引き止めててすみません、急いで行きましょうか!』
とは言っても厩舎出て家の南側に回ればすぐである。
大きくせり出した軒下に物干し竿があり、そこには洗濯物を入れた籠を持って来たママさんとお嬢が居た。
「ミントちゃん、モモンちゃんおはよう。今日はモモンちゃんも一緒にお手伝い?」
「ミントちゃん、モモンちゃんおはようございます!」
『アザミさん、ミカちゃんおはようございます(*´∀`*)ノ』
『ママさん、お嬢おはようございます。』
何はともあれ挨拶。
それはそれとしてママさん、お手伝いは少し厳しいかもしれないですね……。
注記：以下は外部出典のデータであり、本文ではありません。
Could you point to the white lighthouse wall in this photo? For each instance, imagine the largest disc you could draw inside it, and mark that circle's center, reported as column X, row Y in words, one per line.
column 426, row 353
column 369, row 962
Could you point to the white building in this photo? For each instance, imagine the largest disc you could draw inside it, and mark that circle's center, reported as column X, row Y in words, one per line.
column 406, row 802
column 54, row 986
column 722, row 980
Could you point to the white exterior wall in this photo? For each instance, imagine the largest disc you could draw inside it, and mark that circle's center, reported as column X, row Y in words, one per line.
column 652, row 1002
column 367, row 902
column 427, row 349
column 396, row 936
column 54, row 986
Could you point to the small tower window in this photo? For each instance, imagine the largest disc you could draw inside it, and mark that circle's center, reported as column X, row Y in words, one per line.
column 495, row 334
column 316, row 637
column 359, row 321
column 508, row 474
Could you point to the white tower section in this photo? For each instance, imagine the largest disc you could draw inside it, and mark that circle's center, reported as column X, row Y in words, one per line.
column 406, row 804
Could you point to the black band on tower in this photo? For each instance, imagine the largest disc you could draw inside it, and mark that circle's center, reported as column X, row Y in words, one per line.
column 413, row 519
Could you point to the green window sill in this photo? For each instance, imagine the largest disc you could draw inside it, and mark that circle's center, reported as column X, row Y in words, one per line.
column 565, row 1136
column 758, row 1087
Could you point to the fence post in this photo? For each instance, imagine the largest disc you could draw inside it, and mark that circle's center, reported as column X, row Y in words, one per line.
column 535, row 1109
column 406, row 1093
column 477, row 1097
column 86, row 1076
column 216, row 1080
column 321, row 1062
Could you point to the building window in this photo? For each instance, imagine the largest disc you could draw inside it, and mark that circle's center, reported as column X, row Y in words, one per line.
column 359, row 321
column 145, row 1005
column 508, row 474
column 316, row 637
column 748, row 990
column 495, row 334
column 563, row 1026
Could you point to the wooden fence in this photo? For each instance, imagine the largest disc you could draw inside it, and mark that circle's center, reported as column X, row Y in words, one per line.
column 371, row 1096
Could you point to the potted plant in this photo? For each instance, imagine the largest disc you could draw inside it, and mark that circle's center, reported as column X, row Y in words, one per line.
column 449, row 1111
いや、ハンガーを物干し竿に掛ける位は出来るか……?お嬢が洗濯物をハンガーに通して俺がそれを物干し竿に掛けるなら多少はお手伝い出来そうだ。
意気揚々とお嬢が洗濯物をハンガーに掛けるのを待っていると、自分の隣で洗濯物が舞っていた。違った、ミントさんが器用に洗濯物を干していた。4つ同時に。腕と3対の蔓を使っているのでまあ早い。明らかに手慣れている動きである。
あ、お嬢その洗濯物干すの手伝いますので渡していただけますか?かなり退化しているズバットの足だが、洗濯物を物干し竿に掛ける位は問題ない。その間にお嬢が新たな洗濯物をハンガーに通している。
とは言え、実質4人分の働きをするミントさんのお陰ですぐに終わってしまった。早すぎて自分とお嬢は3着しか手伝えなかった。
「ミントちゃん、今日もお手伝いお疲れ様。
みぃちゃんもモモンちゃんもお疲れ様、お手伝い助かったよ。」
ママさんがお礼を言ってくれたけどほとんど手伝えていないから個人的には逆にこれでお礼を言って貰って申し訳なくなってしまう……。いや、手伝おうとする意思にママさんは感謝してるんだな。そういう事が教育には必要なのだろう、多分。でも、お嬢にだけでいいですよママさん。
あ、そろそろ陽射しが強くなってきた。一旦厩舎に戻ろう、じゃないと日焼けで火傷してしまう……。それにそろそろご飯の時間ではないだろうか。
『そういう?訳でそろそろ戻ります、ミントさんはどうします?』
『そうだね、私もそろそろ戻ろうかな( *´꒳`*)
それじゃあお疲れ様ですアザミさん、ミカちゃん(。・ω・)ノ゙』
『お疲れ様ですママさん、お嬢。恐らくまた後ほど。』